Sa voix boudeuse demande, elle n’a pas l’habitude. Puis, écoutant le murmure de la chouette a son épaule, elle murmure.

-Gaia, elle dit que tu sais faire des trucs, avec tes mains.

Morgan a tellement mal qu’elle se rend. Lentement elle fait volteface et s’approche de lui, les yeux plein de sentiments, de douleurs alors que pas la moindre pointe de culpabilité n’éclaircie son regard.

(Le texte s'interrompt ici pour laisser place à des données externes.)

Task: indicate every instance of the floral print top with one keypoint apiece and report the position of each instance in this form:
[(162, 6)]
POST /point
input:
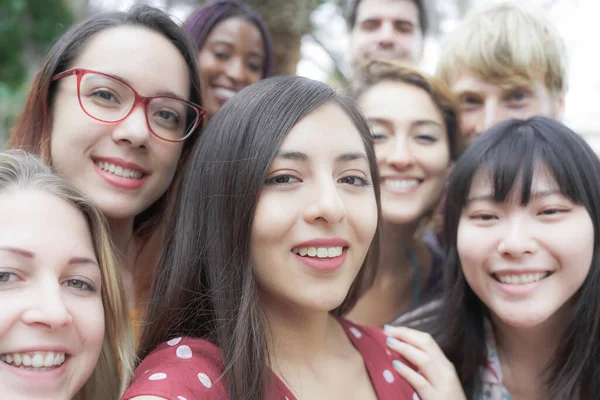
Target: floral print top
[(492, 385)]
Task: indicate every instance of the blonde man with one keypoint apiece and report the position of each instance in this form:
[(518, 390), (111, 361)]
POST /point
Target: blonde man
[(504, 61)]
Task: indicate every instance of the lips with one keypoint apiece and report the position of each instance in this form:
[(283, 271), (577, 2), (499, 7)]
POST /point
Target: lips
[(401, 184), (223, 94), (322, 255)]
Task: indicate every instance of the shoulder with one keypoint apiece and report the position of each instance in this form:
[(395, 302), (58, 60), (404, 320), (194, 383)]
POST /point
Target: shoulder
[(371, 343), (181, 368)]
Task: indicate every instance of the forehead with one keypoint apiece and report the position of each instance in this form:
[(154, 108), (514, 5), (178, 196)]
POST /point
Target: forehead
[(144, 58), (387, 9), (383, 99), (237, 30), (44, 224), (542, 180), (467, 80), (327, 130)]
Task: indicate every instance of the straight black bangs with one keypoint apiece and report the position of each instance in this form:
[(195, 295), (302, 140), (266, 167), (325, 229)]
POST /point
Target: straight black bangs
[(513, 152)]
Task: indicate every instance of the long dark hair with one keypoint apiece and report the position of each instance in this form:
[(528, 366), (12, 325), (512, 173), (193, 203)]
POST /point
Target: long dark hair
[(202, 21), (33, 128), (205, 286), (510, 153)]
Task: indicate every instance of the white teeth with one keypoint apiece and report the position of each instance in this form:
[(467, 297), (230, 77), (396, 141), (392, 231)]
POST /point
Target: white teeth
[(319, 252), (118, 170), (402, 184), (224, 92), (38, 361), (26, 360), (522, 278)]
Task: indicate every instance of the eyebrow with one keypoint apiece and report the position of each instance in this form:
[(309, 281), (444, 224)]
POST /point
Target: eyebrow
[(159, 93), (416, 123), (534, 195), (29, 254), (223, 42), (302, 157)]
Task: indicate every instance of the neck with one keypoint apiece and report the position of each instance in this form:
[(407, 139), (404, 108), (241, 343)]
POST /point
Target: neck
[(395, 240), (526, 353), (121, 232), (298, 336)]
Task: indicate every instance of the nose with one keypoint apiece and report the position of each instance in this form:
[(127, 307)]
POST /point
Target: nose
[(400, 155), (325, 203), (386, 35), (47, 308), (492, 114), (134, 129), (236, 70), (517, 240)]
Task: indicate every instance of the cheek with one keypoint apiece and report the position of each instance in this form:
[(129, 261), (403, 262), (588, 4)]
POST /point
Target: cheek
[(170, 154), (208, 64), (362, 213)]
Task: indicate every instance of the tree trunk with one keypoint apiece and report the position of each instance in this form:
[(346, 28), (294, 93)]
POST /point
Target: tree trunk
[(288, 21)]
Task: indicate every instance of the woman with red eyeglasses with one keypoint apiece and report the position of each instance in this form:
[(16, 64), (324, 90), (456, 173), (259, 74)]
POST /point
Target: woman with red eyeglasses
[(115, 109)]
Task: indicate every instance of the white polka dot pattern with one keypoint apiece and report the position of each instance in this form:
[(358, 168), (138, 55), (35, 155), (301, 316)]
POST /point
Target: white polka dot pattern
[(157, 377), (184, 352), (388, 376), (356, 332), (205, 380)]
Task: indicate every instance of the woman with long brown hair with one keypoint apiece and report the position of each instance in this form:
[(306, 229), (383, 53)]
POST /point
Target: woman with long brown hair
[(114, 109)]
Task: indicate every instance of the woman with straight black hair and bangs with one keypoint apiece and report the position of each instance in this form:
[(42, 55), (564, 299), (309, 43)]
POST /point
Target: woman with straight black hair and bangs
[(270, 245), (522, 315)]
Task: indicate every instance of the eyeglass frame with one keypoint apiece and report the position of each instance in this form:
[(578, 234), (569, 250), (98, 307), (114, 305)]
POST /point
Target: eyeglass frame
[(138, 99)]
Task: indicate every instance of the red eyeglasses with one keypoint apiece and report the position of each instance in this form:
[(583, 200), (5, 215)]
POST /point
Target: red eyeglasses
[(106, 98)]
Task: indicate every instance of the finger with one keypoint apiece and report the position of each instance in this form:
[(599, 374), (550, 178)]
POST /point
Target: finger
[(421, 340), (418, 382), (421, 360)]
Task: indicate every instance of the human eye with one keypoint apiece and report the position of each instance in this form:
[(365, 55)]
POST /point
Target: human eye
[(104, 96), (370, 24), (355, 181), (255, 66), (469, 101), (404, 27), (553, 211), (426, 137), (283, 179), (516, 97), (221, 54), (483, 217), (168, 117), (7, 277), (79, 284)]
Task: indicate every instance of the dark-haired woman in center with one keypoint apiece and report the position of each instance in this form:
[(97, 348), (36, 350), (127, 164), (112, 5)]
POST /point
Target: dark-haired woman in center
[(270, 245)]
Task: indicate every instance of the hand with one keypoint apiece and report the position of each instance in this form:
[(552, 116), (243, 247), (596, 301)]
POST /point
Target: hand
[(435, 377)]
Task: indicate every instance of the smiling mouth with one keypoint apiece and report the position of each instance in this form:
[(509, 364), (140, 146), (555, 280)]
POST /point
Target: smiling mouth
[(319, 252), (37, 361), (521, 279), (119, 171)]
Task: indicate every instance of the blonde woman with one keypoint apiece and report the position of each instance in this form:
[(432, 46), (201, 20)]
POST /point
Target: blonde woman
[(64, 322)]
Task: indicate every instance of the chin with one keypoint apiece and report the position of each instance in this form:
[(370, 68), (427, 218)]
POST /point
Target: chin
[(526, 320)]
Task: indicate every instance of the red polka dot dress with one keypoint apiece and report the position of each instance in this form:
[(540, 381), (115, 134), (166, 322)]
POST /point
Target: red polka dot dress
[(190, 369)]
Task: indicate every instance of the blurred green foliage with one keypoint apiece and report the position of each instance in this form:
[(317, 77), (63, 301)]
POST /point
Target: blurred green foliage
[(27, 30)]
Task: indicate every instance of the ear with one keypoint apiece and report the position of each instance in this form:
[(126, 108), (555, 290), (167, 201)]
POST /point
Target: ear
[(559, 106)]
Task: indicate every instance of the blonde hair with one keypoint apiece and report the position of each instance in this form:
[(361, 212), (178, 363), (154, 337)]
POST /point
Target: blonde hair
[(506, 44), (22, 171), (379, 71)]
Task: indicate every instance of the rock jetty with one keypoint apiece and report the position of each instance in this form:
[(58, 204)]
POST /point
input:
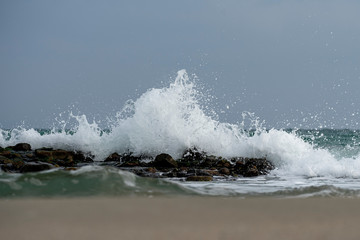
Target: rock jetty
[(194, 165)]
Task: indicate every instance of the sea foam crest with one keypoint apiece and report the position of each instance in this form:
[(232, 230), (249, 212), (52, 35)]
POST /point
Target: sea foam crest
[(171, 119)]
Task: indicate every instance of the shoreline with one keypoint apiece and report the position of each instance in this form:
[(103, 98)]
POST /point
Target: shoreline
[(179, 218)]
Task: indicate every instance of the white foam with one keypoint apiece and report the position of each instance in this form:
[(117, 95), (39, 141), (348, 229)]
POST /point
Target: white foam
[(171, 119)]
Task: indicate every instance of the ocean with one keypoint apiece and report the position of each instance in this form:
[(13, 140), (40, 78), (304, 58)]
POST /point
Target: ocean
[(308, 162)]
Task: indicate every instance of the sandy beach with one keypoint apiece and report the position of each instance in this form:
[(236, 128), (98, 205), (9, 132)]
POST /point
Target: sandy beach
[(179, 218)]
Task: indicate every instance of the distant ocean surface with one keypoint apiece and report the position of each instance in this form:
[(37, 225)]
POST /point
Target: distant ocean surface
[(308, 163)]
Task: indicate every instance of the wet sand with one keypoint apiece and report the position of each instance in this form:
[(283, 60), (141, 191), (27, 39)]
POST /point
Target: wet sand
[(179, 218)]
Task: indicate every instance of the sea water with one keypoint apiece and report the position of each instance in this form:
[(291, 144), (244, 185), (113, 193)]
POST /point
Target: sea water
[(323, 162)]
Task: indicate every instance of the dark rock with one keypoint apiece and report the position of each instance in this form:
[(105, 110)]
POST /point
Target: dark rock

-Que tu peux réparer les miennes.

Les bras se déplient. Les épaules se délassent. Les ailes de l’oiseau battent pour maintenir le frêle équilibre. L’épaule de Morgan est si petite, l’enfant est si frêle. L’oiseau manque de tomber à chacun de ses gestes. Les mains s’ouvrent sur des plaies brulantes, des cloques qui gonflent et dévore la peau blanche de la petite fille.

-Dis. C’est vrai ou ce n’est pas vrai ?

Qu’importe s’il la gronde, elle veut juste que la douleur cesse. Elle s’excusera. Peut-être. Après.